Based on this strategy, the Macau Forum has become a major arena for economic cooperation between China and Lusophone countries. In 2009, China became Brazil’s largest trading partner, and is making similar inroads in Brazil’s neighbors in South America. Culturally, the protection of Portuguese heritage has gone hand in hand with ambitious plans to develop the University of Macau into a world-class university. As Macau is already crowded, a new campus is being built on Hengqin island in Zhuhai, which will be fenced off from China and where Macau and not Chinese law will prevail.
In today’s Africa -- a major strategic objective in Chinese foreign policy -- France, the U.S., China -- not to mention Brazil and India -- are all contending for influence. Oil-rich Angola is already one of China's most important trading partners, and the same is true for Mozambique with new discoveries of natural gas. With a world-class university set in a Chinese territory where Portuguese is at least formally the official language, China can deepen her influence by educating aspiring Angolan and Mozambican lawyers in Portuguese, and specialists in other areas in English.

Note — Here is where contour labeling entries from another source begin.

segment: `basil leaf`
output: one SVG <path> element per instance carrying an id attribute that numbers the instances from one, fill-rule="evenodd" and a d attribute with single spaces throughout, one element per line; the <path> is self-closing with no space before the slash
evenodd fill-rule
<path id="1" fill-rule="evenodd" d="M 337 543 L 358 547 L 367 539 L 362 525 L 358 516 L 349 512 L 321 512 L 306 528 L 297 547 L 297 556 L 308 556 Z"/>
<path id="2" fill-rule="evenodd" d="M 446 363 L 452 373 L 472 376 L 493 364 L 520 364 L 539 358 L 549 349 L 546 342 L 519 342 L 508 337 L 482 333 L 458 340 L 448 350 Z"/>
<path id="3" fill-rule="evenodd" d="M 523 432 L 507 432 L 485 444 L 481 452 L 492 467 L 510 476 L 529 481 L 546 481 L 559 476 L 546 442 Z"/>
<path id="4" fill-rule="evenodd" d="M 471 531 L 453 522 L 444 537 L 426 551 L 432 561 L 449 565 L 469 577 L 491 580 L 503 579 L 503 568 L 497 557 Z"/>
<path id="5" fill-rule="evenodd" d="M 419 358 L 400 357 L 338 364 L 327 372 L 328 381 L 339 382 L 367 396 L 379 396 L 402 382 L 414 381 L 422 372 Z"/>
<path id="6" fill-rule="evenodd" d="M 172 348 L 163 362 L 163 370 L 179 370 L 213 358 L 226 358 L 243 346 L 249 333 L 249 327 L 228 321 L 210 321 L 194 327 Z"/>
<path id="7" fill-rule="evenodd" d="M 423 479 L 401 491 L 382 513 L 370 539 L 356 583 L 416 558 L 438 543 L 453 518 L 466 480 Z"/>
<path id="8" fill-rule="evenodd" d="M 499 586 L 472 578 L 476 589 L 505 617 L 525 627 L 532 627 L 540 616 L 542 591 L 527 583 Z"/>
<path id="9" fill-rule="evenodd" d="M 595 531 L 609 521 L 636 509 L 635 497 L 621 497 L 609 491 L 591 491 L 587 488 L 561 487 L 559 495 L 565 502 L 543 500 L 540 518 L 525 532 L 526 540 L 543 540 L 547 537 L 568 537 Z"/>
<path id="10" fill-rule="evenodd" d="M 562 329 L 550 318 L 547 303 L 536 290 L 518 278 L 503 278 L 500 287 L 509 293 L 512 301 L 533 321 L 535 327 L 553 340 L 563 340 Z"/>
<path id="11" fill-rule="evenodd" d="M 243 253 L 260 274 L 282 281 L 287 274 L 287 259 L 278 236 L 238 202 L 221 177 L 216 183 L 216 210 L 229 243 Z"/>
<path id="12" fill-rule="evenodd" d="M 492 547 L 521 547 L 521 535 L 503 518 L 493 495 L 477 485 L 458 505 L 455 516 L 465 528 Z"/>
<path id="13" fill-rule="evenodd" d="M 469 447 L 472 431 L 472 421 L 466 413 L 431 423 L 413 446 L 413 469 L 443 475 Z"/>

Closer to home, Macau’s neighbor Guangzhou already hosts the largest black community in Asia, and together with Macau and its sizable population of Africans from Portuguese-speaking countries, seem to underline the importance of south China not only as China’s gateway to Western capitalism, but also to her present encounters with Africa and Latin America.
Superficially there is little that the tropical beachside forts and baroque architecture of the Portuguese in Macau, Goa, Salvador and Maputo tell us about South-South cooperation in the twenty-first century. Yet, in the globalized world of today the greatest economic opportunities often come from networks where internal differences (complementarity) are the greatest. The Portuguese-speaking community, led by Brazil rather than a European power, is one of the more intimate at the same time that it is refreshing.
If China does indeed succeed in tapping into the Iberian cultural zone, it would surely help the country reduce her sense of cultural and political isolation in Northeast Asia, by enabling that country to translate some of her trade surplus into cultural capital, and in doing so to see the world globally on terms that it can help mold.